Basic consistency tests for the Primary Public FiniteGP API. You should run these tests if you only implement the Primary Public API – see API section of docs for details about this API.

These are consistency checks, not correctness tests in the absolute sense.
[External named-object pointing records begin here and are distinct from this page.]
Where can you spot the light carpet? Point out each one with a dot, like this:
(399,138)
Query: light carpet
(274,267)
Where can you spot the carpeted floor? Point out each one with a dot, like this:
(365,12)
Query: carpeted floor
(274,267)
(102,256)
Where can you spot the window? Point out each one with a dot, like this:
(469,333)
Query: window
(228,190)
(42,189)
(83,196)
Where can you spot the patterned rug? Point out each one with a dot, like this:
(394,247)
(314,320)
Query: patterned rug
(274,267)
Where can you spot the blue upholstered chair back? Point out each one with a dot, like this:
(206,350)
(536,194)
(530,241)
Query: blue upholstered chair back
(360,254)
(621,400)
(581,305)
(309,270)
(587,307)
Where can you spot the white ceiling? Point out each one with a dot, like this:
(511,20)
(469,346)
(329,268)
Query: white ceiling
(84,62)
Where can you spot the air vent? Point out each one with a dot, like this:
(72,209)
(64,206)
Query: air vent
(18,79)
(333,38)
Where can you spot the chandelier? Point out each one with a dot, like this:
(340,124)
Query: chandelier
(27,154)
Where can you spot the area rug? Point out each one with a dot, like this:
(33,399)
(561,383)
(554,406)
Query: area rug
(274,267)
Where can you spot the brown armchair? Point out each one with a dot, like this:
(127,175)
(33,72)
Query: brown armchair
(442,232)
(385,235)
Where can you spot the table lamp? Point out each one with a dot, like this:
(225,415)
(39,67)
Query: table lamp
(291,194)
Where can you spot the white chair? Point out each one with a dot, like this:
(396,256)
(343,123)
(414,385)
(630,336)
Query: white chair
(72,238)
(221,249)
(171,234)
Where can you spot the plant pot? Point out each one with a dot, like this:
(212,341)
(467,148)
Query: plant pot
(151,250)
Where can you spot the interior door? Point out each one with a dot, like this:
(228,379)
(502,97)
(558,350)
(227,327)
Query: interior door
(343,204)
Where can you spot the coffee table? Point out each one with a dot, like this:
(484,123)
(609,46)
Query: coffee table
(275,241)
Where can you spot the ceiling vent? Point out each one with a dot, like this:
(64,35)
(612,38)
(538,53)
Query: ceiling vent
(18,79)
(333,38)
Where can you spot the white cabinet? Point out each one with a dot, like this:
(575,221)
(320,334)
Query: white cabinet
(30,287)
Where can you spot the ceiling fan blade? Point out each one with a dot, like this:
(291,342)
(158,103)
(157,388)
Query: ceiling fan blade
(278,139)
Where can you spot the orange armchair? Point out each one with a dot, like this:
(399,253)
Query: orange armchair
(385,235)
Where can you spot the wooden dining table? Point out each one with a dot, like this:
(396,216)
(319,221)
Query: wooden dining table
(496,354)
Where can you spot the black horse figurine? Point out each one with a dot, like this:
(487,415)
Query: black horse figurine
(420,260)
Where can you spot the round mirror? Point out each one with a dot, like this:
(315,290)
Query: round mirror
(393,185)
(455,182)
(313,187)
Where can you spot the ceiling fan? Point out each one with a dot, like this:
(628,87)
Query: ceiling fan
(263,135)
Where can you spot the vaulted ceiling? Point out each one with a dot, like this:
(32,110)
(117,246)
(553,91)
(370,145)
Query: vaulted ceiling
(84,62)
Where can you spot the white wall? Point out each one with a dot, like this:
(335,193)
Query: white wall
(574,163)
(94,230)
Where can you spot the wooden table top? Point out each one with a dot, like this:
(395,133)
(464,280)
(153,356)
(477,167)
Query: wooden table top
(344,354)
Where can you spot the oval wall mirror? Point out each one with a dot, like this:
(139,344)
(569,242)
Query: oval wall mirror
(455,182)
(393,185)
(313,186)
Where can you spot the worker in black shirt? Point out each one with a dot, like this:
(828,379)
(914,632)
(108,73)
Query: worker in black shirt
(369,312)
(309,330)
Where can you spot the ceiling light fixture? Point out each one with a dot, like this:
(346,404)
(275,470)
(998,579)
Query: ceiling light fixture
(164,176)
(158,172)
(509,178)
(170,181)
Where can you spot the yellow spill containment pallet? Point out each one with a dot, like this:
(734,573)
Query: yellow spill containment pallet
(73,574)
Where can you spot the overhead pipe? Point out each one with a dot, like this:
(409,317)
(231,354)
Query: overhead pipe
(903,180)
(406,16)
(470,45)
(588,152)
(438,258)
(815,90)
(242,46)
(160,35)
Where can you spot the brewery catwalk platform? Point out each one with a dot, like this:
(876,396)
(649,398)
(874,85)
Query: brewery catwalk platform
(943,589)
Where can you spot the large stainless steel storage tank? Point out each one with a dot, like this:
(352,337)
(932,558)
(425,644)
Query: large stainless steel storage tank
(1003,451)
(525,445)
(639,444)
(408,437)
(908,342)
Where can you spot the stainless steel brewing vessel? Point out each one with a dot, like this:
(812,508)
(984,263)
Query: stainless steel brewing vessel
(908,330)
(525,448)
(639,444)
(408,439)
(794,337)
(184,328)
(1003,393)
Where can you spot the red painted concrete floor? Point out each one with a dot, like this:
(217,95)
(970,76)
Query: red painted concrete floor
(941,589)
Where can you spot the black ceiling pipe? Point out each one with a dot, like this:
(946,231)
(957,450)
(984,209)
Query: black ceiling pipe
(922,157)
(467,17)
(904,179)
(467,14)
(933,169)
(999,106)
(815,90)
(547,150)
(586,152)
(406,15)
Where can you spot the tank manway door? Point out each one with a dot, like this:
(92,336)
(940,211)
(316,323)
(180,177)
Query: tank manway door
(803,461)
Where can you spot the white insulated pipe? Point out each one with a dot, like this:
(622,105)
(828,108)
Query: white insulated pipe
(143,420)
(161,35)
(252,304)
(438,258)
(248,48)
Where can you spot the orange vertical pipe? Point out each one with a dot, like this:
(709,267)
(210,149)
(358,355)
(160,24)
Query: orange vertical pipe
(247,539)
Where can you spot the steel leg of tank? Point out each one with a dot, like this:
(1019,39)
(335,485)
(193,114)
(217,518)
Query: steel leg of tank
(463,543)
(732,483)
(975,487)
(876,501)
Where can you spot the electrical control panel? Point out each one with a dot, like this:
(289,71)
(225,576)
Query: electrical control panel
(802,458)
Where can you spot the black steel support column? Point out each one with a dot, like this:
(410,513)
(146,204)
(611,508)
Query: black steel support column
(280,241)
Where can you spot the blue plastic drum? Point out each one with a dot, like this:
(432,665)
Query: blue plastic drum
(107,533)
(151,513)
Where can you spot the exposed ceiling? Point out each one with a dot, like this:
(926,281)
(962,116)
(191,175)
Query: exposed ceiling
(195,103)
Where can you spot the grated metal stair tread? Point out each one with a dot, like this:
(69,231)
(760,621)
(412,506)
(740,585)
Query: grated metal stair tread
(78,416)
For example, these tests ensure that samples generated by rand are of the correct size, but does not check that they come from the intended distribution.

AbstractGPs.TestUtils.test_internal_abstractgps_interfaceMethod
test_internal_abstractgps_interface(
    rng::AbstractRNG,
    f::AbstractGP,
    x::AbstractVector,
    z::AbstractVector;
    atol=1e-12,
    σ²::Real=1e-1,
    jitter::Real=AbstractGPs.default_σ²,
)

Basic consistency tests for the Internal AbstractGPs API. Runs test_finitegp_primary_and_secondary_public_interface as part of these tests. Run these tests if you implement the Internal AbstractGPs API – see the API section of the docs for more information about this API.

These are consistency checks, not correctness tests in the absolute sense. For example, these tests ensure that samples generated by rand are of the correct size, but does not check that they come from the intended distribution.

kwargs

  • atol: the minimum eigenvalue of cov(f, x) must be greater than this.
  • σ²: the observation noise under which things are observed.
  • jitter: constant added to diagonal of cov(f, x) and cov(f, z) before inversion.